Find The Vowels used in a String with JavaScript

Count the vowels in a string with JavaScript. Short and simple!

Challenge

---Directions
Write a function that returns the number of vowels used in a string. To confirm, vowels are the characters 'a', 'e', 'i', 'o' and 'u'.
---Example
vowels('Hello') ---> 2
vowels('Javascript') ---> 3
vowels('crypt') ---> 0

We will start with creating a counter variable starting with 0, and then we will iterate through our string and make sure we will lowerCase our vowels.

function vowels(str) {
  let counter = 0;

   for (let char of str.toLowerCase()){

   }
 }

We could of do a bunch of IF statements, but our code would look messy. Instead, we will use the helper method includes() that determines whether an array includes a certain value among its entries, returning true or false as appropriate. Read more about it here.

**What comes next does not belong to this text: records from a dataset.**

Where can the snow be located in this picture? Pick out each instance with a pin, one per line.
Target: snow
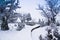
(24, 34)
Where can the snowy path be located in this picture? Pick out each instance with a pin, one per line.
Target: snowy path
(24, 34)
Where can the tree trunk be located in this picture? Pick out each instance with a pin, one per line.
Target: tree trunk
(4, 25)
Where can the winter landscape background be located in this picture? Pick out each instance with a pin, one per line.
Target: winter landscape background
(29, 19)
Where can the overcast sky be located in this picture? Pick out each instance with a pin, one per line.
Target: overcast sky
(29, 6)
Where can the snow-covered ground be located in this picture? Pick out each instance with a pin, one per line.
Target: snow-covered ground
(24, 34)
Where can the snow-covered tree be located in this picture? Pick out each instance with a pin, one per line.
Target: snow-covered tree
(7, 8)
(51, 10)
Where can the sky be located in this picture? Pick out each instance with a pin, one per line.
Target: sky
(30, 6)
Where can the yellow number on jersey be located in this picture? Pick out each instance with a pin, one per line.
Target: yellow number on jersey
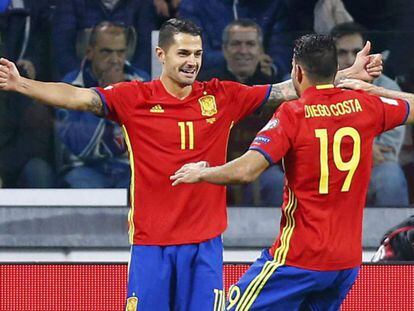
(190, 126)
(349, 166)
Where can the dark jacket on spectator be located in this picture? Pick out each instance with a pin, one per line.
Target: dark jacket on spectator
(88, 139)
(72, 16)
(213, 16)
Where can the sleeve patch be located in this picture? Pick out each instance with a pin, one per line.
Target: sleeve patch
(389, 101)
(261, 140)
(271, 124)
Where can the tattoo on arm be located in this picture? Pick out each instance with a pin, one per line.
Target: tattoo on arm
(281, 92)
(95, 105)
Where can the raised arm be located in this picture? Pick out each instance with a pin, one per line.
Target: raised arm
(244, 169)
(366, 67)
(60, 95)
(380, 91)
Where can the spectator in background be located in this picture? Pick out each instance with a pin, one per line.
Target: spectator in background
(166, 9)
(397, 244)
(26, 130)
(94, 151)
(391, 23)
(388, 185)
(328, 14)
(243, 49)
(73, 19)
(213, 16)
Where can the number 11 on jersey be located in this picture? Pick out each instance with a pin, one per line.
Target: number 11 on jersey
(184, 126)
(349, 166)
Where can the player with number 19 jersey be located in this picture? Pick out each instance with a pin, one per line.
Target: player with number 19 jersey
(325, 139)
(163, 133)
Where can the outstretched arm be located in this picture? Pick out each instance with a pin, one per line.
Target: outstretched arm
(60, 95)
(366, 67)
(244, 169)
(380, 91)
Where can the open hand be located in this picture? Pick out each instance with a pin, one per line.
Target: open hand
(366, 67)
(9, 75)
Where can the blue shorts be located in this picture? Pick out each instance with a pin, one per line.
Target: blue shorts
(185, 277)
(267, 285)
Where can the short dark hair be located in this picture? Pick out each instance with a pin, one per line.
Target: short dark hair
(175, 26)
(245, 23)
(317, 54)
(347, 29)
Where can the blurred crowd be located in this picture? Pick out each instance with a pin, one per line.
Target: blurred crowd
(100, 42)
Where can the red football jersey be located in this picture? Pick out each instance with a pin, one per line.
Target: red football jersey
(325, 139)
(163, 133)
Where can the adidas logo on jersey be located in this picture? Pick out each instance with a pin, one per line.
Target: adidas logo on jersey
(157, 109)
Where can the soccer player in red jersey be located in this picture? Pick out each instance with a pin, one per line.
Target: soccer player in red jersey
(175, 232)
(325, 140)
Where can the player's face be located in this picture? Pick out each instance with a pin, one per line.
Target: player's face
(243, 50)
(108, 57)
(182, 60)
(347, 48)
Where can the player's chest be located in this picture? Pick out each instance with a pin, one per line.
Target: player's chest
(183, 126)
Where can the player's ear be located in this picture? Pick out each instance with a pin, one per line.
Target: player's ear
(160, 54)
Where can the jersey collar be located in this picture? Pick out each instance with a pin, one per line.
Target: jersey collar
(320, 89)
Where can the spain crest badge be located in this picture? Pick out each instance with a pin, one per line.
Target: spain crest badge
(208, 105)
(132, 304)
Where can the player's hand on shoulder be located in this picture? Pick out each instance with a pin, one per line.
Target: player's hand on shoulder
(189, 173)
(366, 67)
(356, 84)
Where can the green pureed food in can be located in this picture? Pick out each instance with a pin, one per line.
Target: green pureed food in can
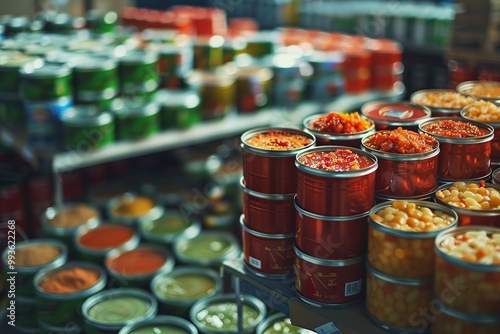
(95, 79)
(85, 129)
(137, 121)
(61, 292)
(48, 82)
(109, 311)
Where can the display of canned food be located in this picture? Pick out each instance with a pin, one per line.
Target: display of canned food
(468, 269)
(401, 237)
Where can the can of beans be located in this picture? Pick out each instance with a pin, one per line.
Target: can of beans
(30, 257)
(179, 289)
(449, 321)
(394, 303)
(442, 102)
(475, 202)
(328, 283)
(486, 112)
(468, 269)
(58, 295)
(95, 79)
(267, 255)
(465, 147)
(85, 129)
(137, 267)
(335, 180)
(401, 237)
(108, 311)
(389, 115)
(92, 244)
(343, 129)
(268, 158)
(331, 237)
(408, 162)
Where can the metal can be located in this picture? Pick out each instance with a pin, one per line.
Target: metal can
(107, 312)
(49, 82)
(137, 121)
(328, 283)
(178, 108)
(330, 237)
(271, 171)
(95, 79)
(267, 255)
(268, 213)
(85, 129)
(179, 289)
(389, 115)
(464, 283)
(394, 303)
(461, 157)
(336, 192)
(61, 309)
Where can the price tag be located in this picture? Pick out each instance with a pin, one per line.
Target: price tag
(328, 328)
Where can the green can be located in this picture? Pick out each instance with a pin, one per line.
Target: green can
(95, 79)
(138, 72)
(62, 308)
(85, 129)
(178, 108)
(10, 67)
(48, 82)
(137, 121)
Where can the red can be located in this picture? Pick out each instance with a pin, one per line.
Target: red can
(461, 157)
(324, 282)
(329, 237)
(268, 213)
(272, 171)
(332, 192)
(268, 255)
(389, 115)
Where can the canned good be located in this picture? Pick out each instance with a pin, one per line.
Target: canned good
(94, 243)
(468, 270)
(209, 248)
(137, 121)
(27, 259)
(268, 213)
(268, 169)
(394, 303)
(442, 102)
(331, 237)
(137, 267)
(178, 290)
(95, 79)
(216, 91)
(335, 180)
(449, 321)
(328, 283)
(253, 313)
(483, 210)
(162, 323)
(178, 108)
(85, 129)
(109, 311)
(339, 129)
(408, 165)
(389, 115)
(61, 305)
(465, 147)
(267, 255)
(49, 82)
(43, 122)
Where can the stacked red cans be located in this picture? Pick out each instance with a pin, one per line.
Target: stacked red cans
(269, 186)
(335, 191)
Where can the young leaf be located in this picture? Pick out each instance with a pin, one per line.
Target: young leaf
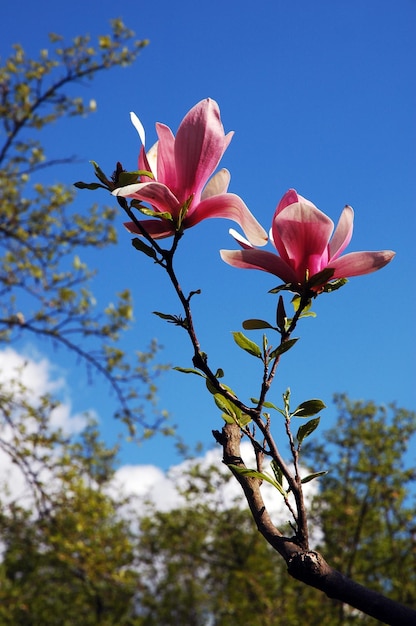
(246, 344)
(306, 429)
(81, 185)
(309, 408)
(284, 347)
(225, 405)
(281, 317)
(256, 324)
(150, 213)
(188, 370)
(277, 472)
(245, 471)
(310, 477)
(142, 247)
(100, 175)
(321, 277)
(335, 284)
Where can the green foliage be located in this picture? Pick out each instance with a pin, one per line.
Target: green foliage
(45, 283)
(366, 506)
(206, 563)
(83, 558)
(69, 558)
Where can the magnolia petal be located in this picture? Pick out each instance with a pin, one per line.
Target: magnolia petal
(290, 197)
(259, 260)
(343, 233)
(199, 145)
(229, 206)
(240, 240)
(151, 157)
(145, 164)
(358, 263)
(158, 229)
(301, 233)
(158, 195)
(166, 169)
(138, 126)
(217, 185)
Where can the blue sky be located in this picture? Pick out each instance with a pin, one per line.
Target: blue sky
(321, 97)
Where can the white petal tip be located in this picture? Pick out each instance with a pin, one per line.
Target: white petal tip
(138, 126)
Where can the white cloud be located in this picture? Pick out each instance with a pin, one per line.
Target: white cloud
(148, 482)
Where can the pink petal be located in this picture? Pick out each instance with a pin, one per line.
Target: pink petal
(158, 195)
(290, 197)
(301, 233)
(166, 170)
(217, 185)
(259, 260)
(199, 145)
(158, 229)
(358, 263)
(343, 233)
(240, 240)
(145, 164)
(229, 206)
(138, 126)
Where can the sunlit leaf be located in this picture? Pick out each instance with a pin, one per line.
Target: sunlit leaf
(246, 344)
(284, 347)
(143, 247)
(256, 324)
(188, 370)
(306, 429)
(310, 477)
(309, 408)
(250, 473)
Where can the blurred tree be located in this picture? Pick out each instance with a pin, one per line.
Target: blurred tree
(44, 284)
(85, 558)
(71, 561)
(366, 504)
(207, 564)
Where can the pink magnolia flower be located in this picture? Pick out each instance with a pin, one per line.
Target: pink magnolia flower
(181, 167)
(301, 234)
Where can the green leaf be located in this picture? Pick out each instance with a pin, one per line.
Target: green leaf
(284, 347)
(246, 344)
(150, 213)
(188, 370)
(278, 474)
(267, 405)
(335, 284)
(100, 174)
(249, 473)
(225, 405)
(256, 324)
(286, 287)
(309, 408)
(321, 277)
(127, 178)
(143, 247)
(81, 185)
(281, 317)
(165, 316)
(306, 429)
(310, 477)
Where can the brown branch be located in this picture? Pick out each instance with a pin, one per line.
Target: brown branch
(308, 566)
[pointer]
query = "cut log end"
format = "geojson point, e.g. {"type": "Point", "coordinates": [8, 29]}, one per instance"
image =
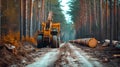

Let's create an array that will hold all of our vowels.

const check = ['a','e','i','o','u']

Now we have to use some logic in our loop. If the char that we are looking for is included in an array we will increment the counter. We'll iterate through all of our characters and then return them.

function vowels(str) {
  let counter = 0;
  const check = ['a','e','i','o','u']

   for (let char of str.toLowerCase()){
    if (check.includes(char)) {
      counter++
     }
   }
   return counter
 }

Output in console.

// vowels("Today is a rainy day!") --> 7

// vowels("Shy gypsy slyly spryly tryst by my crypt") --> 0

Comments

[Felippe Regazio]

Nice post! Also very important for beginners since you structured and explained very well. Good Job. If i had to do it, i would go with regex:

str.replace(/[^aeiou]/ig,'').length;

It just removes everything that is not a vowel and returns the new string size. The i tells it to be case insensitive.

[Tadea Simunovic]

Great advice! Thank you

[Mike Talbot ⭐]

I know this is massively illegible compared to your beautifully constructed routine (which might well be how I'd write it because I'm all for legibility) but the short version might be coded as:

const count = str.split('').reduce((a,c)=>a + ("aeiouAEIOU".includes(c) ? 1 : 0), 0)

[David]

Yeah, this is no bueno. LOL.

For those trying to understand...

1. str is the target decomposed into a character-array
2. the a represents the accumulator in the callback that is initialized to be a counter of 0 which is at the end as the second argument to Array.prototype.reduce.
3. the c represents the character (letter)
4. the body of the callback reads as such -- a (accumulator/counter) + 1 if the character, c, is found, and 0 otherwise using a ternary operator expression.

I love Array.prototype.reduce, too, but this is not expressive LOL.

Using good variable names here is important IMO:

let str = "foobar", defaultCount = 0;

// reduces vowel look-up to O(1) compared to O(n) where n is the # of vowels
const vowels = new Set("aeiouAEIOU".split("")); 

str.split("").reduce((vowelCount, character) => {
  return vowelCount + (vowels.has(character) ? 1 : 0);
}, defaultCount); 
> 3